Obviously if you have node doing less it's going to be "faster". Or is it? I'm not really sure that offloading tasks qualifies as being faster. I'd like to see some data on this though. Basic caching as supplied with connect should serve static files pretty damn fast I would think. Perhaps nginx does that for a living and kicks ass, but node shouldn't be all that bad.
All of those things seem like they would be true.
But even on a very basic implementation you shouldn't have to hit the disk all that often unless you have an extremely large number of static files to serve. This is quite possibly the case for many sites, but I think for most sites, all of your static files could be cached with a minimal memory hit.
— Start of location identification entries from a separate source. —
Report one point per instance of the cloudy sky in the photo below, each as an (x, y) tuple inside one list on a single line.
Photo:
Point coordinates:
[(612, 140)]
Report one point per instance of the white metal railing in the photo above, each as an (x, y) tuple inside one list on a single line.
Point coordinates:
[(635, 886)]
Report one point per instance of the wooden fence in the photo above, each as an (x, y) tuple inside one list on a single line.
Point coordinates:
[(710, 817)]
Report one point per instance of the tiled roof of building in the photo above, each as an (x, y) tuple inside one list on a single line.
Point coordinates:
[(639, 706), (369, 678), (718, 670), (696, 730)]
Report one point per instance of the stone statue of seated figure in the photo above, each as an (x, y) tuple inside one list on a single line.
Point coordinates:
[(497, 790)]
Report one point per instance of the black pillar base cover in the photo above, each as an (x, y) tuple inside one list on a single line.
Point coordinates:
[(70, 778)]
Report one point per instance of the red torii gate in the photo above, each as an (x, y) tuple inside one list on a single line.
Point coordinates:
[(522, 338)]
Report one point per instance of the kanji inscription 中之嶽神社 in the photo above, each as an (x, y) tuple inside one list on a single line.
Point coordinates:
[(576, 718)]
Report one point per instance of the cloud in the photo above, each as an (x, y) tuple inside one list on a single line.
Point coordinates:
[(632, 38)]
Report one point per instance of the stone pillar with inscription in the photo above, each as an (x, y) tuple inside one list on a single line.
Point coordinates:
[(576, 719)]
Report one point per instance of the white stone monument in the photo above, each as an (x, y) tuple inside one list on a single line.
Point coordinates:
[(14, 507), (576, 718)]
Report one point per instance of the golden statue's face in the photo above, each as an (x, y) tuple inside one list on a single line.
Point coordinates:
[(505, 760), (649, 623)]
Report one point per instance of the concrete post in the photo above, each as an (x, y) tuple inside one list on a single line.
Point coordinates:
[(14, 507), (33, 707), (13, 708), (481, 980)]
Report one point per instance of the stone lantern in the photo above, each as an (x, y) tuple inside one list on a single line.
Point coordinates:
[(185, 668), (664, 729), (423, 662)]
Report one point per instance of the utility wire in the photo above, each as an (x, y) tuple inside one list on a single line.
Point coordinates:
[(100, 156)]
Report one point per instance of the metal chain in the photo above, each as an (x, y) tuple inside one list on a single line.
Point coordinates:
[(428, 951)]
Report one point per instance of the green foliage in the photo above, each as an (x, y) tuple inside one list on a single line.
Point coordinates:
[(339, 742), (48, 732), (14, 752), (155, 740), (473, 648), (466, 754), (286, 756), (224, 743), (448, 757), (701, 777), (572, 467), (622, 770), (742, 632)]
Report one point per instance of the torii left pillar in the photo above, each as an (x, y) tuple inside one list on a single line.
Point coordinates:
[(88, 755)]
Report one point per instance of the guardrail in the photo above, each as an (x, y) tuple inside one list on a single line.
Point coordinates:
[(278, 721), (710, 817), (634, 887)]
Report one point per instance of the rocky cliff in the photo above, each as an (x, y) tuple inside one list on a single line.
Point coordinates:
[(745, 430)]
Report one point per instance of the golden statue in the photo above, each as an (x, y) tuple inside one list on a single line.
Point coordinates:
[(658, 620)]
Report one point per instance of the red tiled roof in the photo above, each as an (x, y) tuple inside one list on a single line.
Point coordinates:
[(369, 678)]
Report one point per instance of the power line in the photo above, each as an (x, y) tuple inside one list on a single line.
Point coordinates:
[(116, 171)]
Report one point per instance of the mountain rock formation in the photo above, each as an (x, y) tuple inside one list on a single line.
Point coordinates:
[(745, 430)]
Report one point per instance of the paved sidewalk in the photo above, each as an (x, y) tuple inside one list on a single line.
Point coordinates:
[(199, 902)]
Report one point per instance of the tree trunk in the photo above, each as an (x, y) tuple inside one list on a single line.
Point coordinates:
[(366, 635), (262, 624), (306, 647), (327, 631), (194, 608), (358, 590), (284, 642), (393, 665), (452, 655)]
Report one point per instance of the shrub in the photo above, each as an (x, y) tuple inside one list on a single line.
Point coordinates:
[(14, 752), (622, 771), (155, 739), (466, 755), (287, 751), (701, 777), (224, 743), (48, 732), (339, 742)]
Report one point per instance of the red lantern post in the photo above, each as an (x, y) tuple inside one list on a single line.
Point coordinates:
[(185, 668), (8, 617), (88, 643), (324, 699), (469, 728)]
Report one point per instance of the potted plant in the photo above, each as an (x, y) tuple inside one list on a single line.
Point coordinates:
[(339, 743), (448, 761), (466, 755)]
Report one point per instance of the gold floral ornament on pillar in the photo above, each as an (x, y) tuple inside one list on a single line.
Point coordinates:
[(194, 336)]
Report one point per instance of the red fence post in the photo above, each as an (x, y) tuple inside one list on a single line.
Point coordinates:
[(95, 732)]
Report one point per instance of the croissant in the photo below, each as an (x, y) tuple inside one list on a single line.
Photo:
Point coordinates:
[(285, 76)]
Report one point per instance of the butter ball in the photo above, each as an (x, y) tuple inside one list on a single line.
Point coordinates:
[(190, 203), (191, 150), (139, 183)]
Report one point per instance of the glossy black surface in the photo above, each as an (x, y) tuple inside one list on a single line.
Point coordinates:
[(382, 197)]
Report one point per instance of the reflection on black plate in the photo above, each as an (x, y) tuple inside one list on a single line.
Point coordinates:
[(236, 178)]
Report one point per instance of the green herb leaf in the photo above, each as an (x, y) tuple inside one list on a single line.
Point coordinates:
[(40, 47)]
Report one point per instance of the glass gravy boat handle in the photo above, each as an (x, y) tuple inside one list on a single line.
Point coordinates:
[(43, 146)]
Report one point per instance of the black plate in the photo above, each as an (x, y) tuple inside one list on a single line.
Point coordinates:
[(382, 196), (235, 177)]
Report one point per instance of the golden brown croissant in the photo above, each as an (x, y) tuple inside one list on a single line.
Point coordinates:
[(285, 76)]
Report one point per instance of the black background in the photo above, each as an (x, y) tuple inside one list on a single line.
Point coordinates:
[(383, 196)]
The reason it is advised to not load static files via Node.js is that nodejs is a single thread process, and static files will hold up this thread. Nginx on the other hand, is multithreaded, and can continue serving other assets and requests while the statics are being served.
Nginx has a lot of tricks to handle this for you, including caching and working over multiple cores. There is also less framework overhead in Nginx because it's not trying to do dynamic content. I'd be surprised if Node beats Nginx for serving static content, but alas I do not have any proof. At the very least it will use time in Node that is better off serving dynamic content.
Obviously if you have node doing less it's going to be "faster". Or is it? I'm not really sure that offloading tasks qualifies as being faster. I'd like to see some data on this though. Basic caching as supplied with connect should serve static files pretty damn fast I would think. Perhaps nginx does that for a living and kicks ass, but node shouldn't be all that bad.